Your therapist is right and your sister is wrong, and I say that having been the sister in this exact scenario. When you have kids, your job becomes protecting their emotional safety, and repeatedly putting them in situations where their parent gets tense and defensive is not protecting them. Full stop. Kids are sponges for that stuff. Your children are learning what family relationships look like by watching how you interact with your parents, and honestly? Regular exposure to someone criticizing your parenting choices while your spouse gets increasingly anxious is not a gift.
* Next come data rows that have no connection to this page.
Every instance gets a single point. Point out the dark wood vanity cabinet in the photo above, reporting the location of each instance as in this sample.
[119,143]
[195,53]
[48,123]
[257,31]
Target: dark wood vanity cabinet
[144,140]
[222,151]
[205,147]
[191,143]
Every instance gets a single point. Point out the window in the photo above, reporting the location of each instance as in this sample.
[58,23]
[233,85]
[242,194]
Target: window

It's a burden.

Your parents had their chance to build curiosity and respect into the relationship. They chose judgment and "smoothing over" instead. That's not a moral failing on their part - sometimes people are just limited in how they can relate - but it IS a consequence. And you're allowed to have consequences. You're not abandoning them any more than a restaurant is abandoning you by asking you to leave if you won't stop being abusive to the staff. You've created a sustainable relationship model. Four times a year with reduced expectations is actually pretty generous, honestly.

Feb 28, 2026
I did something similar with my parents and honestly? Four times a year was the sweet spot for us too. After that, we actually started enjoying visits because expectations got lower and we weren't constantly bracing for conflict. Maybe this isn't a failure state - maybe it's just what your relationship with them looks like now, and that's okay.